Yoldaşlarıyla omuz omuza mücadele edip, elinden gelenin fazlasını yaparak çevresine hep ilham verirdi. Heval Deniz, kişiliğini bu hareket ve devrim içerisinde şekillendirdi. Katıldığı dönemde okuma yazma bilmemesine rağmen, bu konuda kararlı ve güçlü bir katılım sergileyerek okuma ve yazmayı sonradan öğrendi. Okul okumamış olmasına rağmen, bulunduğu ortamda en güçlü kaleme sahipti ve yazmayı çok önemsiyordu.

Günlüğünü düzenli olarak tutar, anılarını kaleme alır ve yazım şekline büyük önem verirdi. Kendini geliştirme konusunda sınır tanımayan heval Deniz, güçlü bir irade ve kararlılığa sahipti.”

‘HALKLA GÜÇLÜ BİR BAĞI VARDI’

Maxmûr Kampı’nda da bir süre birlikte kaldıklarını belirten Cîhan Mûrad, “Heval Deniz, Şehit Rüstem Cûdî Mexmûr Kampı'nda halk tarafından sevilen ve kampın bir parçası gibi görülen biriydi. Maxmûr'da yaşamasa da ailesi Bakûrê Kurdistan'dan göç edip, Maxmûr’a yerleşenler arasında olduğu için, kamptaki yaşam tarzına ve halkına yabancı değildi.
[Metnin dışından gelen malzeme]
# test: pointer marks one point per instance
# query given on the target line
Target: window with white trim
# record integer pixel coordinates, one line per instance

Heval Deniz, uzun yıllar dağ koşullarında yaşadığı için halktan uzak kalmış olsa da halkla olan güçlü bağları sayesinde kolayca iletişim kurabiliyordu. Çocuklarla çocuk, yaşlılarla yaşlı olabilen bir yapısı vardı ve bu sayede kampın her yaştan insanıyla hızlıca kaynaşabiliyordu. Kamp halkı da kısa sürede Heval Deniz'e alıştı ve ona büyük bir sevgiyle yaklaştı. Heval Deniz, kamptakilerle doğrudan ilgileniyor, onların ihtiyaçlarına cevap vermek için çaba gösteriyordu.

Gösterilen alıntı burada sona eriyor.